Most of the correspondence I’m receiving is related to aches, pains and soreness after the long runs. Everyone is concerned about taking an extra day off from running and losing their hard-earned fitness.
Proper fueling before, during and after the long runs will help reduce muscle soreness as well as aches and pain in tendons and ligaments. Proper hydration is equally important. The majority of runners I coach still do not take regular walk breaks or wait too late to incorporate them. Incorporating regular walk breaks from the outset of runs will help to stave off fatigue and muscle soreness.
I’m comforted when I see a runner begin to eat and use the stick and foam roller immediately upon returning from a long run. When they comment they’re planning to take a 5-10 minute ice bath when they return home, I’m convinced they’re do all they can to quickly recover from their long runs.
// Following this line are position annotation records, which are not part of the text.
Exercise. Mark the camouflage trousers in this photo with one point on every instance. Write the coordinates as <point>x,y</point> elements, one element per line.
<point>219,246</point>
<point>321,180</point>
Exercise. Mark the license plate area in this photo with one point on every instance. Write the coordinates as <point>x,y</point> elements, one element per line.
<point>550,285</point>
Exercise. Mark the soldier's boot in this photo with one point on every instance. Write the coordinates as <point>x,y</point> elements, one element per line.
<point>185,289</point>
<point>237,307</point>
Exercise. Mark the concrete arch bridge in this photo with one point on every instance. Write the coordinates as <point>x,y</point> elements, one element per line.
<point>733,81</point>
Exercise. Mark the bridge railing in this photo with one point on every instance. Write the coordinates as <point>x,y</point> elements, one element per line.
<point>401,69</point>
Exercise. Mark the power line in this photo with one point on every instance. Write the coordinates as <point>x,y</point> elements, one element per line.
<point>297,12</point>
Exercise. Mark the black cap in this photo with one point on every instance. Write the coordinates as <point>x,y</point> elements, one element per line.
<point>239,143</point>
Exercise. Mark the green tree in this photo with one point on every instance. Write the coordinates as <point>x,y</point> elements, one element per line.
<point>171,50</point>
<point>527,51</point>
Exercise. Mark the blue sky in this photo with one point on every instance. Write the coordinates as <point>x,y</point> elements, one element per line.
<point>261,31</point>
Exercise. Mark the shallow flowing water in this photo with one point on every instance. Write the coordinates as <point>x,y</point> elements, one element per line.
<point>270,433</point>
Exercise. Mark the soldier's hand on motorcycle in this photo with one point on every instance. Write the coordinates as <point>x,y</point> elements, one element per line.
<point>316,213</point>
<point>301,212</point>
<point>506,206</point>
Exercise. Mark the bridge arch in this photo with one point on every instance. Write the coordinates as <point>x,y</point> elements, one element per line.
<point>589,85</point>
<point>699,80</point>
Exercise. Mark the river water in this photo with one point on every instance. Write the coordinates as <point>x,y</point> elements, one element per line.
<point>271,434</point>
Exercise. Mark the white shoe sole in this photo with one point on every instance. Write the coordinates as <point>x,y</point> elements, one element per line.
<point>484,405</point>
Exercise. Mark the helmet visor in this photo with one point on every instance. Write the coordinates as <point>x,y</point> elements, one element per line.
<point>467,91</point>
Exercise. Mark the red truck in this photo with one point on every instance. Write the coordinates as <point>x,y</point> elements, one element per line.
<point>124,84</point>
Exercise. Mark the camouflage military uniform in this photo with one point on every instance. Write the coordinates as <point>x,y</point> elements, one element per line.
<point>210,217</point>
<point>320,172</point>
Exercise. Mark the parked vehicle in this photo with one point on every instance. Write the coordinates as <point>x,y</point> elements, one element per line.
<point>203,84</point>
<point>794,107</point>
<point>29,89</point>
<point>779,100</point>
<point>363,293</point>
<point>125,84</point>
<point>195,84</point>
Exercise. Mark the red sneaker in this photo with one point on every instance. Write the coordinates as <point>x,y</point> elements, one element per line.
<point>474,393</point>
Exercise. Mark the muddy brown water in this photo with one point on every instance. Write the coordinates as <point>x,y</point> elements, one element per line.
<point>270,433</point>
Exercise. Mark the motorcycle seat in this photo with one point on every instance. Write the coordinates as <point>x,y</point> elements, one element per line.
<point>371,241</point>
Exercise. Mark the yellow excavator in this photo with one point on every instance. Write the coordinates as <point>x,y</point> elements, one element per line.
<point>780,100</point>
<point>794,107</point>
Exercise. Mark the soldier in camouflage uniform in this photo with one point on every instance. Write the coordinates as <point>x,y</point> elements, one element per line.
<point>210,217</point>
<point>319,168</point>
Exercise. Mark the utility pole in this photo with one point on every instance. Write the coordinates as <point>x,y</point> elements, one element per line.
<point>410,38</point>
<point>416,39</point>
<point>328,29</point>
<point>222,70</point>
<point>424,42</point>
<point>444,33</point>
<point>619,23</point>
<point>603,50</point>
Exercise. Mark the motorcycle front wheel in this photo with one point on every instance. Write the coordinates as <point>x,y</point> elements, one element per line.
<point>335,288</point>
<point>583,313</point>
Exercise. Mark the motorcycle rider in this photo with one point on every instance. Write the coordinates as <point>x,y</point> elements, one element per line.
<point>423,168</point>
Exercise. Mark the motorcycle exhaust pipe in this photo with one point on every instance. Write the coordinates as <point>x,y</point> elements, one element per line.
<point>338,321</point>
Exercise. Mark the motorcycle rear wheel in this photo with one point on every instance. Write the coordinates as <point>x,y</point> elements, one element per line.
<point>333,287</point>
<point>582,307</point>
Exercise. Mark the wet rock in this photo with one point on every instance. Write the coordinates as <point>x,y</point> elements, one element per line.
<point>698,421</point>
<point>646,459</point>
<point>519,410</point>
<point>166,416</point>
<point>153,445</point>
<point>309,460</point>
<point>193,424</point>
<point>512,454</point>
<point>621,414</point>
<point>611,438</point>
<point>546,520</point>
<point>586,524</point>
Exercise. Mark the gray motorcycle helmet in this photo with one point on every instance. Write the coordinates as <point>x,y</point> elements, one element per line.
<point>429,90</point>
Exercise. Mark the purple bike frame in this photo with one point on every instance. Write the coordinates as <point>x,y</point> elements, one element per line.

Focusing exclusively on the running aspect of training is only half of the marathon training equation for success.
Many runners are surprised that muscle soreness may worsen several days after a long run. This soreness is an indication that you body is healing. An extra day of active rest consisting of lower impact cross training is the best solution. A few runners are incorporating water running with a lot of success since the benefits are equal to running without any impact. Spinning and the elliptical or ARC trainer are also viable options.I have always been an advocate of erring on the side of caution with respect to soreness, aches and pains.
Not taking necessary rest can cause injuries to develop and place a major obstacle in your marathon training preparation. Listen closely to how your body is responding to the gradual increase in mileage, take the necessary rest, and you will be assured of sustaining the momentum that will guarantee that you arrive at the finish line of the Boston Marathon in relative comfort!